“You’ve been texting with her for two days and bought her so many presents it’s going to put whatever her dad gets her for Christmas to shame.”
“She and Bron like to dress alike and share clothes.”
The store clerk returns, and I pay for the purchases.
As we walk in silence down the cobble path, we stop at other stores. I pick up sweatshirts for CJ, Justin, and Felix. I even find the cutest dress for Avelyn.
We send a messenger to drop off our bags to the house and continue the walk, heading for a night festival at the beach.
We get a table at a seaside bar.
“You know I’m a straight talker, right?”
I chuckle and look at her. “I do know that about you.”
“I wasn’t trying to make you uncomfortable, but you are buying lots of presents for Ayla.”
“And Bron. They’re stylish girls. Ayla looks like a model, and I just love her. I want to stay in her life.”
She nods, her eyes so warm I have to look away from her. She’s pitying me.
She touches my hand. “There’s nothing wrong with that. I just wonder if you can really do that and get over him.”
My eyes fill so fast. All day today, Oliver has been in my head. I keep imagining him across from me instead of Maeven. I can’t seem to zap him out of my mind. The best way is to concentrate on making the moment memorable for Instagram, or thinking of how I can replace the decor at home so I don’t think about him when I see everything. I keep thinking about him and Ayla, and I keep including Bron in everything I get for her to justify it.
I dab at the corners of my eyes. “It’s too recent. I’ll get over it.”
“You don’t have to, you know? He wants to get back together.”
I blink away the tears. “He didn’t trust me. He dumped me like I didn’t matter.”
She sips her wine. “He handled it wrong.

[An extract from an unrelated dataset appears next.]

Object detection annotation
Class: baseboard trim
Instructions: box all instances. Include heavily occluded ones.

You did something that, at the time, he considered unforgivable.”
The memory of that day hits me hard. My stomach turns. “I did, but he didn’t really give me the chance to explain or atone.”
“It’s better that he broke up with you and not continue and have it become toxic. You know how destructive a toxic relationship is. I’m not on his side. I just want you to consider everything.” Her empathy is so vibrant.
“I know. He’s a great guy who hurt me as much as the asshole I used to date before him. For different reasons, I know, but I’m back at the place where I have no peace. Where I see him in every corner of my house because he had a hand in everything there. I miss him like I’ve had him all my life when it was only a few months.”
“I think that’s what love is. You get used to someone so fast and can’t remember a time when you didn’t have him.”
I stare at her. “Have you loved someone like that?”
She shakes her head. “It was a conversation I had with one of my best friends. He met someone for whom he risked everything, and when that person betrayed him, his world began to fall apart.”
“Oh. That’s awful. Where is he now?”
The way her eyes well and she looks out to the sea tells me everything I need to know. Her friend is gone.
“Do you want to talk about him?”
She blinks the tears away and shakes her head. She takes a sip of her wine. “Someday. Not today. We’re talking about you and your love.”
The word sends a flash of cold through me.
“I don’t ever want to be that vulnerable again.”
“You love him, and that already makes you vulnerable.” Her words are soft, almost a whisper. It reminds me of the way I would talk to the horse when I took riding lessons.